The strategy that a fund pursues has an impact on its costs, and this in turn has an impact on its willingness to grant discounts or rebates. This is most true of funds, certain equity-based strategies, and multi-strat funds.

Managers typically have to take a harder line on fees earlier in the life of a fund, when they face “fixed operating costs from a lower AUM base,” as the report says. But as the fund grows and economies of scale kick in, managers can operate more efficiently, and this makes it possible to consider a tiering of fees.

Co-Investment

The report also discusses the growth of co-investment arrangements.
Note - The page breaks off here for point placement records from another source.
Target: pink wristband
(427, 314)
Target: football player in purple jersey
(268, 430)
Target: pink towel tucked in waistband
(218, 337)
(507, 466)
Nearly half (48%) of managers asked said that they either offer or are considering offering co-investment to their investors through “either a particular investment opportunity or [a] jointly managed fund.”

Oddly perhaps, the greatest receptivity to the idea of among two very different sets of managers as defined by scale – those with the fewest assets under management, and those with nearly the highest level of AUM. More than 30% of those with AUM under $100 million say that yes, they do offer such opportunities, and another 30+% say they have it under consideration. Likewise, among the comparative behemoths with AUM above $1 billion, though no higher than $4.9 billion, nobody offered a flat “no” to this question. More than 40% of the behemoths' managers said “yes.” Managers in the intermediate range, and managers of the super-behemoths with AUM of $5 billion and above, were alike less receptive to the idea.

In general, the report emphasizes, managers today “are keen to develop meaningful partnerships with investors who are willing to see beyond any short term fall in a fund's performance and remain committed to the strategy of the fund.”